Wednesday, April 18, 2012

The Perfect Plan: Foiled!


I formulated the perfect plan 
to become a multi-multi-billionaire



I found an old plastic E.T. toy that still works! You pull the frayed, knotted string; and E.T. says: “Home”, “Elliott”, and “E.T.E.T.E.T.!” That’s over 30 years old, so that’s gotta be worth a fortune. 


My plan? Put it on eBay; and let Bill Gates and Warren Buffett get into a bidding war that rises half a million or more! Woo-Hoo! Big time here I come! 


Richard Branson sniper bids before the auction closes, bidding three million pounds! And though that’s worth a lot more than half a million dollars, I reject his bid, because I don’t know what it’s three million pounds of. 


Three million pounds of chocolate? Yes! I could melt it and row down a river of chocolate. All my dreams come true! As long as my Dream Woman’s riding in the raft with me. Wink-wink. 


(I’m sure my Dream Woman knows who she is, because I’m not subtle. I just hope her boyfriend doesn’t know who she is, because his fists aren’t subtle either.)  


Three million pounds of tuna? No way! Sorry, Charlie. Nothing against tuna. But I’ve seen enough episodes of “Let’s Make a Deal” to know that more than two cans of tuna is the booby prize


So Branson gets cut out of the deal, but Bill Gates still wins with his half a million dollar bid. I take that half a million and place it all on Lucky Lady to place in the fifth at 20 to 1; and bam! I’ve got ten million dollars! 


I use that ten million for Research and Development to devise a way for guys to meet girls without awkwardness for anyone involved; and bam! I’m a multi-multi-billionaire


Or I invest in a delicious new kind of candy that gives you super powers and fights cavities. Either way, bam! I’m a multi-multi-billionaire


Or I do both; and bam-bam! I’m a multi-multi-multi-multi-billionaire


And then I build my river of chocolate, so my Dream Woman wife and I can raft away the day in sweet ecstasy! Yay! 
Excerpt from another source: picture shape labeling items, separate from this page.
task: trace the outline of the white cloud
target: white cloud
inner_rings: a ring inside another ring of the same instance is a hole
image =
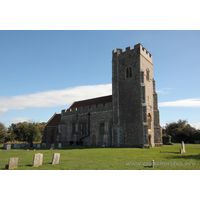
[[[158,105],[159,107],[200,107],[200,98],[162,102]]]
[[[112,94],[112,84],[78,86],[9,98],[0,97],[0,116],[3,116],[8,110],[64,106],[70,105],[74,101],[110,94]]]

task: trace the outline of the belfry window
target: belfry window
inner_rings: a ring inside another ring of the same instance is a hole
[[[146,79],[147,79],[147,81],[149,81],[149,77],[150,77],[150,72],[149,72],[149,69],[147,69],[147,75],[146,75]]]
[[[75,123],[72,123],[72,134],[75,134]]]
[[[86,123],[81,123],[81,135],[86,135]]]
[[[149,130],[151,130],[151,121],[152,121],[151,114],[148,113],[148,115],[147,115],[147,123],[148,123],[148,129]]]
[[[127,67],[126,68],[126,78],[131,78],[132,77],[132,67]]]

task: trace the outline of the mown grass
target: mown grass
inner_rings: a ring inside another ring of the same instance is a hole
[[[18,157],[18,168],[14,170],[199,170],[200,144],[185,144],[185,147],[186,153],[180,154],[181,144],[151,149],[65,146],[52,152],[50,146],[36,151],[5,150],[1,146],[0,169],[5,169],[9,158]],[[43,153],[43,164],[32,167],[36,153]],[[60,153],[58,165],[51,165],[53,153]],[[154,168],[150,167],[152,160]]]

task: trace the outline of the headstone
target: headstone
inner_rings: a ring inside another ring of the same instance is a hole
[[[18,165],[18,157],[9,159],[8,169],[15,169],[17,168],[17,165]]]
[[[54,153],[52,159],[52,165],[59,164],[59,160],[60,160],[60,154]]]
[[[151,167],[154,168],[154,160],[151,161]]]
[[[42,161],[43,161],[43,154],[41,153],[34,154],[33,167],[38,167],[42,165]]]
[[[6,150],[10,150],[11,149],[11,144],[7,144],[6,145]]]
[[[45,149],[45,148],[46,148],[46,144],[42,143],[42,149]]]
[[[182,149],[183,149],[183,153],[185,153],[185,144],[183,141],[182,141]]]

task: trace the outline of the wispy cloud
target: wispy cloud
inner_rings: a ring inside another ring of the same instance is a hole
[[[162,102],[159,107],[200,107],[200,98]]]
[[[165,94],[169,94],[171,90],[172,90],[172,88],[163,88],[163,89],[160,89],[160,90],[156,90],[156,92],[159,93],[159,94],[165,95]]]
[[[192,124],[191,126],[193,126],[196,129],[200,129],[200,122],[196,124]]]
[[[0,97],[0,116],[3,116],[8,110],[66,106],[73,101],[110,95],[111,93],[112,84],[106,84],[78,86],[9,98]]]

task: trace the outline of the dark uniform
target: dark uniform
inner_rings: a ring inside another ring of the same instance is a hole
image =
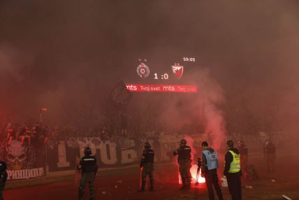
[[[0,161],[0,200],[3,200],[2,191],[4,190],[7,180],[6,163]]]
[[[239,150],[233,148],[233,142],[228,141],[228,152],[225,155],[224,175],[226,176],[228,191],[232,200],[242,199],[241,166],[240,164]]]
[[[191,148],[187,145],[186,140],[180,141],[180,148],[173,152],[174,155],[178,155],[177,162],[179,164],[179,171],[181,175],[182,187],[181,190],[191,187]]]
[[[214,200],[214,188],[217,194],[218,199],[223,200],[221,189],[220,188],[217,175],[217,168],[219,168],[218,156],[214,149],[209,148],[206,141],[203,142],[202,147],[202,167],[201,174],[205,178],[209,199]]]
[[[142,169],[141,173],[141,188],[140,191],[145,190],[145,181],[147,175],[150,177],[150,191],[154,190],[154,151],[150,148],[150,143],[145,143],[145,150],[143,152],[140,160],[140,168]]]
[[[267,171],[274,172],[275,171],[276,150],[275,146],[268,140],[265,142],[263,148],[265,159],[267,164]]]
[[[245,172],[248,164],[248,148],[243,141],[239,141],[238,143],[237,148],[240,152],[242,171]]]
[[[96,157],[91,156],[91,149],[86,148],[85,150],[85,156],[80,161],[78,169],[82,170],[82,177],[79,186],[79,200],[84,200],[84,192],[87,183],[89,186],[90,200],[95,199],[94,179],[98,171],[98,166]]]

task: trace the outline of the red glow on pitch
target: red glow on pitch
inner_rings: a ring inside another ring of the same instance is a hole
[[[197,164],[192,165],[192,166],[190,169],[191,176],[192,176],[191,183],[196,183],[197,180],[197,183],[205,183],[205,178],[200,176],[201,169],[200,169],[198,174],[197,174],[197,169],[198,169]],[[197,176],[197,179],[196,179],[196,176]],[[179,173],[179,184],[182,184],[181,176],[180,175],[180,173]]]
So I go on eBay to get started on my illustrious and tasty path to fortune, only to find hundreds of those silly toys! 


One of which is listed for only four dollars, but still has no bids. 


No bids?! Are Bill and Warren on vacation this week? Can't Branson check eBay when he's orbiting the Earth? Don’t they like E.T.? Who doesn’t like E.T.


So now I need a new strategy. Hmm. I’m starting to notice how much this Ruffles potato chip looks a lot like Mother Teresa. Yay! I’ll let you know how the bidding goes!